We backed out of the room. To turn while leaving would’ve been a sign of disrespect. With things as tense as they were, even Ernie wouldn’t risk delivering such a slap in the face.
The courtyard was empty. The girls must’ve finished their ceremony and left so quickly that I hadn’t noticed. We shuffled across flat stone steps, but before we reached the gate, I heard footsteps behind me and someone grabbed me by the arm. I swiveled and stared into the stern face of the lawyer.
&nb
sp; “What of Ortfield?” His English was heavily accented but understandable.
“The court-martial is finished,” I said. “He will be sent back to the States.”
“That is all? No jail? No punishment?”
I shook my head.
“Nothing?”
“He won’t last long in the army,” I said. “He will never be promoted again.”
His narrow eyes hardened. “That will not be good enough for Mr. Choi.”

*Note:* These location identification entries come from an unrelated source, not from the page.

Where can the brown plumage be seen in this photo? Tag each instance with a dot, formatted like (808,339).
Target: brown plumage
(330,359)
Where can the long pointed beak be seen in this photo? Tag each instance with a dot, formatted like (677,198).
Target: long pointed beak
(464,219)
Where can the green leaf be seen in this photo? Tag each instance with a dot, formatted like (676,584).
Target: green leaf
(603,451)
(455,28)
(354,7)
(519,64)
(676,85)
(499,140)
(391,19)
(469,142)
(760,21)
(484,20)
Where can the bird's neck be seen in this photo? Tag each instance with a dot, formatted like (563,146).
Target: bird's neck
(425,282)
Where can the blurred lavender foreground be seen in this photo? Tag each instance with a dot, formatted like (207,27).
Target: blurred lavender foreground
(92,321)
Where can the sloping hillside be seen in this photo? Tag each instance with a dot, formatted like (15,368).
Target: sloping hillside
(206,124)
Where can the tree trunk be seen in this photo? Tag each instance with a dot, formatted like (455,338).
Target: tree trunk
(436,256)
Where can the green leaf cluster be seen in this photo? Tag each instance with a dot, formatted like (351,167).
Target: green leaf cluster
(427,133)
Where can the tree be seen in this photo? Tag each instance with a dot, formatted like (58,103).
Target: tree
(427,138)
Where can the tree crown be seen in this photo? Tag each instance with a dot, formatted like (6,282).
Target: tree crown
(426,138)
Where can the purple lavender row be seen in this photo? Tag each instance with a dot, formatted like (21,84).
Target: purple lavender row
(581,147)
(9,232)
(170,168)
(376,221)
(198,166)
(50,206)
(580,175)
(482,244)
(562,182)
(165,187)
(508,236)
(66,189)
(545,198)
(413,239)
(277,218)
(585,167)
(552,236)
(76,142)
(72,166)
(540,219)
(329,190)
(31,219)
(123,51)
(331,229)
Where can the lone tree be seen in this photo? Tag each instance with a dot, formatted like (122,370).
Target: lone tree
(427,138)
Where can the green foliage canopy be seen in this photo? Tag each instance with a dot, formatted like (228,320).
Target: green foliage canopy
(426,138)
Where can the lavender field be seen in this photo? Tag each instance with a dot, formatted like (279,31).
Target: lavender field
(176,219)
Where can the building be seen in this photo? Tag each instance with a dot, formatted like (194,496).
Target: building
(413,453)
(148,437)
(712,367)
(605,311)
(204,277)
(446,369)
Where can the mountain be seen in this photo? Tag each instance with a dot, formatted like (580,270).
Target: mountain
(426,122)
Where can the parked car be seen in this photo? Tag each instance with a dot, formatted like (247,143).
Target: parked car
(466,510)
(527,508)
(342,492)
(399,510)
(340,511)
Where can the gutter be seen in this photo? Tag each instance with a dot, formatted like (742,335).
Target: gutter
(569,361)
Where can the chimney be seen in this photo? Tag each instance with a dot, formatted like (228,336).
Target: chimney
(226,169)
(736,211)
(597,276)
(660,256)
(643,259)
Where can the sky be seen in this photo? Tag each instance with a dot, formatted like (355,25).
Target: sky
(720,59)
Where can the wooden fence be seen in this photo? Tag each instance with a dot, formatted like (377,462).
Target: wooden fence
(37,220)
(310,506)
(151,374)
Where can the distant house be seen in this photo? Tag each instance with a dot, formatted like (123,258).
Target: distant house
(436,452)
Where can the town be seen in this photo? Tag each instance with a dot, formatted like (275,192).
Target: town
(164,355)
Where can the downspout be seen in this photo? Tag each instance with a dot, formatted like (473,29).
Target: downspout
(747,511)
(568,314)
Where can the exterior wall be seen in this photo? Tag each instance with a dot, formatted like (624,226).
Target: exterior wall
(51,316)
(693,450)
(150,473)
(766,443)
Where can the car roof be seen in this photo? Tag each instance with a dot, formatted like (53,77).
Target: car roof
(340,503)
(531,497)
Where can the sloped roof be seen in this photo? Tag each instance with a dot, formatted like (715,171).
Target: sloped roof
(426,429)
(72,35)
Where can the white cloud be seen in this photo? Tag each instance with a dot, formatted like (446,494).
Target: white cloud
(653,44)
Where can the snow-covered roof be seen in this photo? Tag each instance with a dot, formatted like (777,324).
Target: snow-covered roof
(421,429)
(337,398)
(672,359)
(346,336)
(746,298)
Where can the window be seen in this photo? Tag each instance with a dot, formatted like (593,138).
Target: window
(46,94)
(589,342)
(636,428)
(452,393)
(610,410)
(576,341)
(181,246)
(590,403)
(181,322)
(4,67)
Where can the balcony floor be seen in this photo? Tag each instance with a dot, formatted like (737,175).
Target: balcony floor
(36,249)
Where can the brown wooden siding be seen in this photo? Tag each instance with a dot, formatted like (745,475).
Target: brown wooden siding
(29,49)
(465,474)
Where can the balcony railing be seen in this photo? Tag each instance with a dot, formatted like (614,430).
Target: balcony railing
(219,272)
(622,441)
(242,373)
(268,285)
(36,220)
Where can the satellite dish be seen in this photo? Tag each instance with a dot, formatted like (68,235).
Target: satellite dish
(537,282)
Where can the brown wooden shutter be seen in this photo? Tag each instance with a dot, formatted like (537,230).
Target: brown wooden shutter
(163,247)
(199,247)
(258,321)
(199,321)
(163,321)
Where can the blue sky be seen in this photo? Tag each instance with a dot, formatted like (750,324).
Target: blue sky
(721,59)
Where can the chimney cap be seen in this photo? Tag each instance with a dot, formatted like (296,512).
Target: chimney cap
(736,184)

I shrugged. “There is nothing I can do.”
Ernie stepped forward, positioning himself to kick the lawyer in the groin. I waved him back with the flat of my palm.
The lawyer glanced at him, coldly evaluating his size and strength, and turned back to me. His grip on my arm was strong, and his confidence, facing men a head taller than him, was impressive.
“The parents demand justice,” he said.
“It is too late for that. The Korean police gave up jurisdiction.”
“When does Ortfield leave?”
“Soon.”
“Not soon enough,” he said. “He won’t board an airplane without …” He searched for a word. “Without atonement.” He waved his arm around the courtyard. “This may not seem like the home of a rich man, but Mr. Choi lived a hard life, and when he made money he saved it. There are many people who will do his bidding for the right price.”
There was no question about that. The going rate for a murder in Seoul was about two hundred thousand won—three hundred dollars US.
Ernie’d had enough. He pushed his way in front of me. “Are you threatening me?”
The lawyer let go of my arm and backed off half a step. “Not you.”
“Ortfield then?”
“Yes.” The lawyer nodded. “He will pay.”
I grabbed Ernie by the elbow. “Come on. Let’s go.”
He resisted, but I yanked him toward the wooden gate and pushed him outside. The lawyer didn’t follow.
I started to say something. To tell Ernie that they were just upset and the threats didn’t mean anything, but I gazed down the alleyway and my mouth slammed shut.